Symbiotic nitrogen-fixing bacteria exist within specialized nodules associated with leguminous plant roots. These bacteria use the enzyme nitrogenase to convert atmospheric nitrogen (N2), which plants cannot directly use, into ammonium (NH4⁺), which is readily utilized by plants. Nitrogen acquired in this manner can then be incorporated into larger N-containing compounds that are translocated into various plant organs to assist in their development and growth.

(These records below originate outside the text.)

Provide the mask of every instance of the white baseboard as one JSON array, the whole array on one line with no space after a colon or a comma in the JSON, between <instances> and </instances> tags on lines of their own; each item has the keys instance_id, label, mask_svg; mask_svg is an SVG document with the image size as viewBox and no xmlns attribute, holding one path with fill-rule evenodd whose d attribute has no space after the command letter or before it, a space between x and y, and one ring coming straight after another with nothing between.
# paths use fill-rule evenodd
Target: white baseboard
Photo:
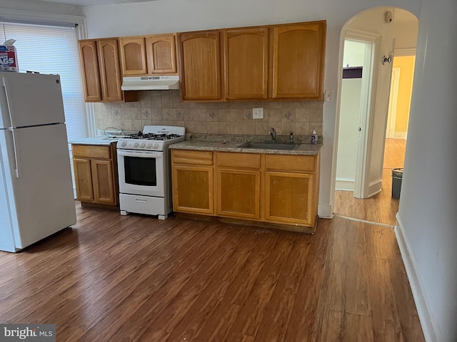
<instances>
[{"instance_id":1,"label":"white baseboard","mask_svg":"<svg viewBox=\"0 0 457 342\"><path fill-rule=\"evenodd\" d=\"M333 217L333 211L331 205L319 203L317 207L317 216L323 219L331 219Z\"/></svg>"},{"instance_id":2,"label":"white baseboard","mask_svg":"<svg viewBox=\"0 0 457 342\"><path fill-rule=\"evenodd\" d=\"M423 291L423 285L421 281L421 279L417 273L417 264L416 258L413 253L411 253L411 249L409 246L408 240L405 237L405 229L398 214L396 214L397 225L393 229L395 232L395 236L400 248L400 252L401 253L401 259L403 263L405 265L406 269L406 274L408 276L408 280L413 292L413 298L416 303L416 307L419 315L419 319L421 320L421 325L422 326L422 330L423 335L427 342L438 342L443 341L438 324L436 321L433 318L433 316L431 314L428 309L429 305L428 303L427 297L425 295L426 293Z\"/></svg>"},{"instance_id":3,"label":"white baseboard","mask_svg":"<svg viewBox=\"0 0 457 342\"><path fill-rule=\"evenodd\" d=\"M373 182L371 182L368 184L368 197L381 192L381 188L382 187L382 180L376 180Z\"/></svg>"},{"instance_id":4,"label":"white baseboard","mask_svg":"<svg viewBox=\"0 0 457 342\"><path fill-rule=\"evenodd\" d=\"M335 190L343 191L354 191L354 180L349 178L336 178Z\"/></svg>"}]
</instances>

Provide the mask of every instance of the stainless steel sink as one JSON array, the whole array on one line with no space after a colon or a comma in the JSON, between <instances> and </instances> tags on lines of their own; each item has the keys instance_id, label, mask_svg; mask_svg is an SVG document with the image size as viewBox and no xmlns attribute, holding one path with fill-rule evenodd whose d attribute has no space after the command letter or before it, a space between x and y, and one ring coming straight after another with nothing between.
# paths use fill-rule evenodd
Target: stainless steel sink
<instances>
[{"instance_id":1,"label":"stainless steel sink","mask_svg":"<svg viewBox=\"0 0 457 342\"><path fill-rule=\"evenodd\" d=\"M238 148L257 148L259 150L293 150L298 144L278 141L248 141L237 146Z\"/></svg>"}]
</instances>

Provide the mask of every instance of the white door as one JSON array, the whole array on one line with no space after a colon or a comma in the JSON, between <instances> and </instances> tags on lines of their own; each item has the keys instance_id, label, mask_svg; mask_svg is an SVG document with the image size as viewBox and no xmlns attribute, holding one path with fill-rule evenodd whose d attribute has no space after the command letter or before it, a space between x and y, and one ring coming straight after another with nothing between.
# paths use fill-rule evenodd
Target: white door
<instances>
[{"instance_id":1,"label":"white door","mask_svg":"<svg viewBox=\"0 0 457 342\"><path fill-rule=\"evenodd\" d=\"M65 122L58 75L0 73L0 128Z\"/></svg>"},{"instance_id":2,"label":"white door","mask_svg":"<svg viewBox=\"0 0 457 342\"><path fill-rule=\"evenodd\" d=\"M0 133L7 201L18 249L76 222L66 141L65 125Z\"/></svg>"}]
</instances>

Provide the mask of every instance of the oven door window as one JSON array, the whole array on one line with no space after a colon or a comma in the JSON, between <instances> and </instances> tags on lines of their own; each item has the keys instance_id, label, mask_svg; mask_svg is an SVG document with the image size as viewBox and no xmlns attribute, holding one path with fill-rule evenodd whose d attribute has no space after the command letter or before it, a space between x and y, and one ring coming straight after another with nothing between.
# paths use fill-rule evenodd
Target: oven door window
<instances>
[{"instance_id":1,"label":"oven door window","mask_svg":"<svg viewBox=\"0 0 457 342\"><path fill-rule=\"evenodd\" d=\"M156 159L124 157L126 184L155 187L157 185Z\"/></svg>"}]
</instances>

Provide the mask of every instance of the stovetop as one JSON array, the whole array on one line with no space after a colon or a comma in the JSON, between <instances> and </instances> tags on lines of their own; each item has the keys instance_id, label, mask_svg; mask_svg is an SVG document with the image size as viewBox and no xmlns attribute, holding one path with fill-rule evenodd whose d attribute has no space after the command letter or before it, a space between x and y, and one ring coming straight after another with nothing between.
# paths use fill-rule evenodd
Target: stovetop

Working with two lentil (Lens culinaris) genotypes (PBA Ace and 05H010L-07HS3010), Parvin et al. (2018) recently investigated the impact of plant nitrogen acquisition on this legume species that is widely cultivated as a grain food source throughout the world. Their experiment was conducted at the AGFACE free-air CO2 enrichment facility near Horsham, Victoria, Australia. There, over two full growing seasons the researchers exposed the two lentil cultivars to either ambient (~400 ppm) or elevated (~550 ppm) levels of atmospheric CO2 during daylight hours only, collecting a series of measurements pertaining to their growth response, nodule metabolites, tissue N concentration and N2 fixation, soil N uptake, and the allocation, partitioning and remobilization of N in plant organs. Rainfall during the first growing season (2015) was very low (145.6 mm below the long-term average), whereas in the following year (2016) it was relatively high at 110 mm above the long-term mean. Consequently an additional 96 mm of irrigation water was added during the 2015 growing season to avoid drought-induced crop failure.

In terms of plant growth and yield, the results of the two-year experiment revealed that elevated CO2 increased the total biomass and grain yields of cultivar PBA Ace by 23.8% and 14.9% during 2015 and by 27.1% and 55.4% during 2016. Similarly, elevated CO2 enhanced the total biomass and grain yields of cultivar 05H010L-07HS3010 by 21.5% and 22.9% in 2015 and 31.4% and 55.8% in 2016.

Parvin et al. also found that elevated CO2 increased the number of nodules (+27%), the nodule mass (18%) and nodule fixation activity (+17% in each of the two lentil cultivars, which combination of changes resulted in an overall CO2-induced stimulation of N2 fixation that was greater in the wet growing season of 2016 versus the dry growing season of 2015. The researchers also report that the stimulation of N2 fixation under elevated CO2 during the wet year of 2016 "was more than sufficient to meet the increased N demand of stimulated biomass growth, so that soil N uptake decreased [in] absolute terms." In contrast, they say that "although N2 fixation was still sufficiently increased to meet (lower) additional demand [in the dry growing season], soil N uptake remained unaffected."

Lastly, Parvin et al. further observed that "drought also changed the effect of elevated CO2 on N allocation patterns within the plants, and most importantly, to the grains, so that grain N concentration decreased under elevated CO2 in the dry year but not in the higher rainfall year" (i.e., there was a 4% decline in grain N concentration in 2015 versus a 3% increase in 2016).

In commenting on their several findings, Parvin et al. conclude that "climate-adapted management options that maintain soil water later into the growing season in a legume system [such as irrigation] would maximize N2 fixation and contribute to maintaining grain protein as well as add more N into crop rotation systems." Consequently, the results of this study indicate that, under adequate soil water conditions, elevated CO2 will increase both the quantity (grain yield) and quality (grain N concentration) of these two lentil cultivars.